Naturwissenschaften und Science Park: Plateaus, Raumkanten, Innenhöfe:
Die naturwissenschaftlichen Institute werden als Folge von Solitärbauten vorgeschlagen, die unterhalb der gemeinsamen Plateaus räumlich verbunden werden können. Die meist zweibündig organisierten Anlagen gliedern sich um grüne Innenhöfe oder haben Zugang zu Terrassen, von denen aus sich ein Ausblick über das Ahnatal bietet. Die Institute haben ihre Adresse an der urbanen Achse.

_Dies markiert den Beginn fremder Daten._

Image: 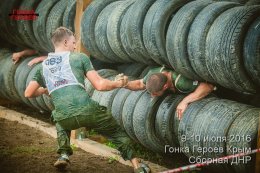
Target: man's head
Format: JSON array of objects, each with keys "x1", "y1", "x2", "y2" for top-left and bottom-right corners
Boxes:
[
  {"x1": 51, "y1": 27, "x2": 76, "y2": 52},
  {"x1": 145, "y1": 73, "x2": 169, "y2": 96}
]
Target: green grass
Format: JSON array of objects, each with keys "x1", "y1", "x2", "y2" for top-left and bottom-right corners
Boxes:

Die nördlich anschließenden Module des Science Parks werden möglichst nahe an die bestehende Bebauung im Westen herangerückt, um den räumlichen Zusammenhang des Parks nicht zu unterbrechen. Durch die vergleichsweise geringere Größe der Bausteine ergibt sich die Möglichkeit, die "Körnung" der Solitärbauten entlang des Parks zu differenzieren und einen Schwerpunkt in dem Bereich südlich der Kopfbauten zu bilden.

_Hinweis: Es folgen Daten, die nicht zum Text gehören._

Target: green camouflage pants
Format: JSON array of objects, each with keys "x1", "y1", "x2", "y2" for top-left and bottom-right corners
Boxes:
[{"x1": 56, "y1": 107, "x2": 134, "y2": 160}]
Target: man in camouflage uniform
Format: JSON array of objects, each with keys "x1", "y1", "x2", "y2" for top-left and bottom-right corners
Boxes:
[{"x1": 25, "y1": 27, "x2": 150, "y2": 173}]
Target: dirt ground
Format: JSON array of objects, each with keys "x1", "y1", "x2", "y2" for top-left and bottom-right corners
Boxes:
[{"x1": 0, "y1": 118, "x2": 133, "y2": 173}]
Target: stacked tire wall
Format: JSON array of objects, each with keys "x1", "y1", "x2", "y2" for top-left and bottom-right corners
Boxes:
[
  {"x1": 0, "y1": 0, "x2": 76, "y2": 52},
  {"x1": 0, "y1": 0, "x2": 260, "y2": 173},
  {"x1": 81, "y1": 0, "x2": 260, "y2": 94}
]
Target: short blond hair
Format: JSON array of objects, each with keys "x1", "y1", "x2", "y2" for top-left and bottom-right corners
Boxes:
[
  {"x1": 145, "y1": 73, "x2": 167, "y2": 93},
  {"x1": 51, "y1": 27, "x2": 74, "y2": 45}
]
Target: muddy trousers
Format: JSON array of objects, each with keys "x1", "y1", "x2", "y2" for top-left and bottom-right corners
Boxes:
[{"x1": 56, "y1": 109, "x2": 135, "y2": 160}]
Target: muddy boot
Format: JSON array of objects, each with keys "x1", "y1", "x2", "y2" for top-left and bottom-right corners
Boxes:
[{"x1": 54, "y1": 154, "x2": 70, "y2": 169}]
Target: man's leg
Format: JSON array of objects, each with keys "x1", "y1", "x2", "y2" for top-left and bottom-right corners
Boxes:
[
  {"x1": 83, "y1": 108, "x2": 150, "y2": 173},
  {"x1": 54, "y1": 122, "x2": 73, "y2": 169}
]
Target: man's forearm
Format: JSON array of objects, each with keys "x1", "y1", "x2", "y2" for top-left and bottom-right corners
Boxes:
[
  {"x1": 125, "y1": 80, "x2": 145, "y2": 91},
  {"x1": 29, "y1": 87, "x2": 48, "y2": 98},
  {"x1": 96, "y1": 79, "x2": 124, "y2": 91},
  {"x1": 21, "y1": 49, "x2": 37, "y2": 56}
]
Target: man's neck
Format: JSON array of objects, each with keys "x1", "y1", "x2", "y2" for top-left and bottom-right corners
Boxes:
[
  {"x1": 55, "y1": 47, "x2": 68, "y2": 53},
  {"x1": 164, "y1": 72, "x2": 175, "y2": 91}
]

ASL: Hofbildung durch Solitärbau:
Die Gebäude des Fachbereichs Architektur Stadtplanung Landschaftsplanung ordnen sich um einen großzügigen Hofbereich. An seiner Ostseite wird dieser durch den Neubau ASL begrenzt. Durch die partielle Aufständerung dieses Baukörpers wird aber der Weg in den Park nicht verriegelt. Stadträumlich kann der Neubau für ASL, der im Prinzip als Solitär konzipiert ist, mehrere Aufgaben wahrnehmen: Mit seiner schmalen Stirn an der Südseite setzt er einen vorläufigen Endpunkt der urbanen Achse, an der Westseite definiert er den Hof des Fachbereichs ASL. Die schmale Nordfront ermöglicht, daß das "Hintergebäude HaFeKa" als vierte Hofseite wirkt.

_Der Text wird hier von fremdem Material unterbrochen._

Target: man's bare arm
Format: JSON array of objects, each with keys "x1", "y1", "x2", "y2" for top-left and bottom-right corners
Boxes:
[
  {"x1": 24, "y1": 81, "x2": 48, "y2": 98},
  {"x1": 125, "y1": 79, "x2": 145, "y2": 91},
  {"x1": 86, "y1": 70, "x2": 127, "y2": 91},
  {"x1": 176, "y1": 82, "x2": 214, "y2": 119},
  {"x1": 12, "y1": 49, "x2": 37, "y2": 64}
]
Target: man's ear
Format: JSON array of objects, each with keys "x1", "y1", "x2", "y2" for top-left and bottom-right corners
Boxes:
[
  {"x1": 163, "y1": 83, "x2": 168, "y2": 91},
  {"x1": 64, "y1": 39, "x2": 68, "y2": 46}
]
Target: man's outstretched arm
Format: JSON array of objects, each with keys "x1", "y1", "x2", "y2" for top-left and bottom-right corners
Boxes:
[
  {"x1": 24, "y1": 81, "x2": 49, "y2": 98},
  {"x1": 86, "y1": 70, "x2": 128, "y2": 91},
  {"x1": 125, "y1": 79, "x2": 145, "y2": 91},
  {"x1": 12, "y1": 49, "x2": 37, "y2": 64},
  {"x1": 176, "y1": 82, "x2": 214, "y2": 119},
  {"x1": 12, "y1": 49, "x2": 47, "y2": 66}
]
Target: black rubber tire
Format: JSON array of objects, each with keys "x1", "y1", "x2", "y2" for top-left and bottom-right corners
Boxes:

Topographie und Höhenentwicklung:
Der Höhenunterschied von 6 Metern innerhalb des Geländes führt zur Ausbildung von zwei Plateaus. Die absolute Höhe der Dachkanten bleibt dabei gleich, was die Wahrnehmung der topographischen Situation unterstützt. Lediglich der Neubau des Fachbereichs ASL ragt etwas über die umgebenden Neubauten hinaus, geht jedoch in der Höhe über das bestehende Torhaus A nicht hinaus. Die moderate Höhenentwicklung entspricht dem Leitbild des Südcampus, wird allerdings in einer beruhigten Dachlandschaft von flachen Dächern umgesetzt.
Ahna-Park:
Der Ahna-Park wird in Verlängerung des Nordstadtparks fortgesetzt und räumlich zwischen der Bebauungskante und den Baumstrukturen entlang des Flusslaufes definiert. Die Campus-Promenade erschließt das Universtitätsgelände von der Parkseite und bildet den Übergang vom Campus in den Park. Der Uferweg ist landschaftlich geprägt und thematisiert mit verschiedenen Stationen am Wasser den Flußlauf. Die Rasenplateaus werden teilweise überhöht und bilden eien Kante zur Campuspromenade aus.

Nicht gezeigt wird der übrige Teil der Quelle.